[The $30000 Bequest and Other Stories by Mark Twain]@TWC D-Link bookThe $30000 Bequest and Other Stories CHAPTER I 1/4
Lakeside was a pleasant little town of five or six thousand inhabitants, and a rather pretty one, too, as towns go in the Far West.
It had church accommodations for thirty-five thousand, which is the way of the Far West and the South, where everybody is religious, and where each of the Protestant sects is represented and has a plant of its own.
Rank was unknown in Lakeside--unconfessed, anyway; everybody knew everybody and his dog, and a sociable friendliness was the prevailing atmosphere. Saladin Foster was book-keeper in the principal store, and the only high-salaried man of his profession in Lakeside.

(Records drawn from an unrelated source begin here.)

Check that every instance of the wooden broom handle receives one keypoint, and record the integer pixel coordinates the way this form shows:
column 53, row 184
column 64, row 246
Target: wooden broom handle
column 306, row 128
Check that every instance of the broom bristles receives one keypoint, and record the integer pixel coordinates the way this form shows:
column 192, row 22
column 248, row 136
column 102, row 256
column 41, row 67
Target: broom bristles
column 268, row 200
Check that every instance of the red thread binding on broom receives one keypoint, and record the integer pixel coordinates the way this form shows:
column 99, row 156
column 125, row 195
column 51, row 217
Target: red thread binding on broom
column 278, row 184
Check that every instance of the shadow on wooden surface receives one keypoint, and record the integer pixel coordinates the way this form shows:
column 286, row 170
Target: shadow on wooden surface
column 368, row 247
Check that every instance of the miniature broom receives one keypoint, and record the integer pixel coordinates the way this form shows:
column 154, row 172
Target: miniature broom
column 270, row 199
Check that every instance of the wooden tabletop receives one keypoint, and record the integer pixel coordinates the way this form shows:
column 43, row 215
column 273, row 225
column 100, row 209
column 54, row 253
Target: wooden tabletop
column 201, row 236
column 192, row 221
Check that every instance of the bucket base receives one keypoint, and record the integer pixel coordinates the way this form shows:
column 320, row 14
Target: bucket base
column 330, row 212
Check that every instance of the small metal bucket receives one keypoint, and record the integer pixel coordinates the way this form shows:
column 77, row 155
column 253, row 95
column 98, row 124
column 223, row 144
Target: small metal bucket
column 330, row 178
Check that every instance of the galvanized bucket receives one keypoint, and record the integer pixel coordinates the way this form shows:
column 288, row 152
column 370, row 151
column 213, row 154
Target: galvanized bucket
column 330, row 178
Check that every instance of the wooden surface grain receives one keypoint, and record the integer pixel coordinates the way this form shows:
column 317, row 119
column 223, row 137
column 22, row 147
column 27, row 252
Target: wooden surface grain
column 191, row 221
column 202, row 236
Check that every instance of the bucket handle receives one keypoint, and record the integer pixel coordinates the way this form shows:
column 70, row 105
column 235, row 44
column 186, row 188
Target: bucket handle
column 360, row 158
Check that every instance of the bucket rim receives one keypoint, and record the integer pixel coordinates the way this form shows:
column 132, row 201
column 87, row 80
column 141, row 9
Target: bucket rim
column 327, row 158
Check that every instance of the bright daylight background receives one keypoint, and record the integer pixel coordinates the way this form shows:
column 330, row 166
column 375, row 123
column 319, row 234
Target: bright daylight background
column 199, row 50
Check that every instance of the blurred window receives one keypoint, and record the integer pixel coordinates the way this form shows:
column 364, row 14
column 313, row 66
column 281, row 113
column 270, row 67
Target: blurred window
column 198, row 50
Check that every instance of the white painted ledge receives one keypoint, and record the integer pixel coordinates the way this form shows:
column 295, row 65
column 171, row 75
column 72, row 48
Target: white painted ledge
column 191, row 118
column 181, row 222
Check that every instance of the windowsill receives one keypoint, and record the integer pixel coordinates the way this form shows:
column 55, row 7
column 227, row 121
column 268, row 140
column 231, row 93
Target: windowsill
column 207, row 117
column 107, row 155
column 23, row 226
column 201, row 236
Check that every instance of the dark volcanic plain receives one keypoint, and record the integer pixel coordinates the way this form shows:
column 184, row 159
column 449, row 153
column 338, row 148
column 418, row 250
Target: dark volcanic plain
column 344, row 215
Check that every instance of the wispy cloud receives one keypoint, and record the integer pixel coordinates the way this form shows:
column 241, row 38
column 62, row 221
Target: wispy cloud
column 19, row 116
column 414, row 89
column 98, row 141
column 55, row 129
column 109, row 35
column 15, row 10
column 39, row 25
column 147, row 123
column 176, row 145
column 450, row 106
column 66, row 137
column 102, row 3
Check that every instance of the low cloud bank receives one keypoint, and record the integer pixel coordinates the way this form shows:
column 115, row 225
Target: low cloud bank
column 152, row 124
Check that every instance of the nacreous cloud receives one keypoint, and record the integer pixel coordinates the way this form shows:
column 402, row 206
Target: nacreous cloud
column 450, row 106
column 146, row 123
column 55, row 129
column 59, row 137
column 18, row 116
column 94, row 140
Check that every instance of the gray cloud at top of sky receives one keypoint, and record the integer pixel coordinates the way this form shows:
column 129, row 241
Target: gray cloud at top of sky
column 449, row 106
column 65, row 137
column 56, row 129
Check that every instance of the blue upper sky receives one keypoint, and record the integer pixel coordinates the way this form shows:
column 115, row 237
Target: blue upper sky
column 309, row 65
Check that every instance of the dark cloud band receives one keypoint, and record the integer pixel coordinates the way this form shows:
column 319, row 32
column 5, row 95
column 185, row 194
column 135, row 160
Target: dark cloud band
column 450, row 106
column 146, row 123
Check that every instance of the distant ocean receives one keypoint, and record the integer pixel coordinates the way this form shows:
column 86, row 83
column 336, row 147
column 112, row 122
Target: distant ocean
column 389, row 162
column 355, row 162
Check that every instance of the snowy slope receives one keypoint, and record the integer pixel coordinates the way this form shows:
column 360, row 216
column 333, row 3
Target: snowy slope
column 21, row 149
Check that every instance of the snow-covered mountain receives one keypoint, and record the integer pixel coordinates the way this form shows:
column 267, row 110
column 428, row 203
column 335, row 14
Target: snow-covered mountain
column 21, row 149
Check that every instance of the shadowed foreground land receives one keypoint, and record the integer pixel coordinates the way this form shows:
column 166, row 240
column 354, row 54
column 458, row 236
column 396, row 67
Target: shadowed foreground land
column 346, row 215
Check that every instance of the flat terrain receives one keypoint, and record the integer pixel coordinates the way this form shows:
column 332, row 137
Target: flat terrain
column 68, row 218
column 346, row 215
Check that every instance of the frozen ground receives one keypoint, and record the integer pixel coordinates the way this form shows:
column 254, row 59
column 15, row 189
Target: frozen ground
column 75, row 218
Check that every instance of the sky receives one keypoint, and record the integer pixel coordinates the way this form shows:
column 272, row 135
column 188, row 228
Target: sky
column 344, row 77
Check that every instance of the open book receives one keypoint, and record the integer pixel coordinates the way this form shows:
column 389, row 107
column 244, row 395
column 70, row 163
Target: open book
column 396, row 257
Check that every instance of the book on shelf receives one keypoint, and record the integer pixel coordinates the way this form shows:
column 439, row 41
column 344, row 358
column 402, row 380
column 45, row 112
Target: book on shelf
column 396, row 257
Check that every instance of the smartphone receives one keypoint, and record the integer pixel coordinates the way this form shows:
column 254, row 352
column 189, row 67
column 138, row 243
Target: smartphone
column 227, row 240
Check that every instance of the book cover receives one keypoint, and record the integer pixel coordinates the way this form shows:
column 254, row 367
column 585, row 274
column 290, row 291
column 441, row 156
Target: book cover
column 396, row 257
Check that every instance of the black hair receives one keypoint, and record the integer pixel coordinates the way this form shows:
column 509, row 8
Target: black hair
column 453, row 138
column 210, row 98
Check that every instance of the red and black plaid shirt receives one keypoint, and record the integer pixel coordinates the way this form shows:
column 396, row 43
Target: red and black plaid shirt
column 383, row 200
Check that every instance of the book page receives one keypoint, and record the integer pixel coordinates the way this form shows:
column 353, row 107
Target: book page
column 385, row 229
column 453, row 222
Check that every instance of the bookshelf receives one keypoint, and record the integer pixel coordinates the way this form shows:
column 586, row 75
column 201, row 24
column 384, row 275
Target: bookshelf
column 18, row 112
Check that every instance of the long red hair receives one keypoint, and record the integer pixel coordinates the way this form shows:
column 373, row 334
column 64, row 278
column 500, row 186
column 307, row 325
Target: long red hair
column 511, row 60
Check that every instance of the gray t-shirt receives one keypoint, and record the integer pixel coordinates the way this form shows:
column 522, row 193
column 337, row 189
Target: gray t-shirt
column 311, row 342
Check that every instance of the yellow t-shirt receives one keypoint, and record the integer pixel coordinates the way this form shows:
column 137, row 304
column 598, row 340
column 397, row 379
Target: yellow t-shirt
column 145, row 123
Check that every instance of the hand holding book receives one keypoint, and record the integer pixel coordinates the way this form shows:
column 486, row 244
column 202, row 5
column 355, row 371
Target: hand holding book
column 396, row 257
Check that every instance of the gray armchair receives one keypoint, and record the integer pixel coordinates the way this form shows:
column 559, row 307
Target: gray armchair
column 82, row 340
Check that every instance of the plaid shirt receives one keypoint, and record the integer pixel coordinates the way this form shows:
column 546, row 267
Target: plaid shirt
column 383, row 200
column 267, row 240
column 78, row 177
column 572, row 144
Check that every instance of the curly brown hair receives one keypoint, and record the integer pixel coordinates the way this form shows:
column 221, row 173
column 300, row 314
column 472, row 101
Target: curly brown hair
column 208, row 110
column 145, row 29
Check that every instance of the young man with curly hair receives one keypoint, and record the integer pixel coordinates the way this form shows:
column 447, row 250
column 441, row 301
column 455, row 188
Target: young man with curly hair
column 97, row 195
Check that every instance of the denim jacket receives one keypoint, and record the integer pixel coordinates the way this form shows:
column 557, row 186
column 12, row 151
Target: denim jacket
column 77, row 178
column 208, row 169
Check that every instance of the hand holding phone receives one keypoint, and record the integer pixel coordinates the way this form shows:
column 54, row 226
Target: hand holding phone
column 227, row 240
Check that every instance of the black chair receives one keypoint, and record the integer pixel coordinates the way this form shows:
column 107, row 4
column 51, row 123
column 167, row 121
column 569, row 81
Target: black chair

He was thirty-five years old, now; he had served that store for fourteen years; he had begun in his marriage-week at four hundred dollars a year, and had climbed steadily up, a hundred dollars a year, for four years; from that time forth his wage had remained eight hundred--a handsome figure indeed, and everybody conceded that he was worth it. His wife, Electra, was a capable helpmeet, although--like himself--a dreamer of dreams and a private dabbler in romance.
The first thing she did, after her marriage--child as she was, aged only nineteen--was to buy an acre of ground on the edge of the town, and pay down the cash for it--twenty-five dollars, all her fortune.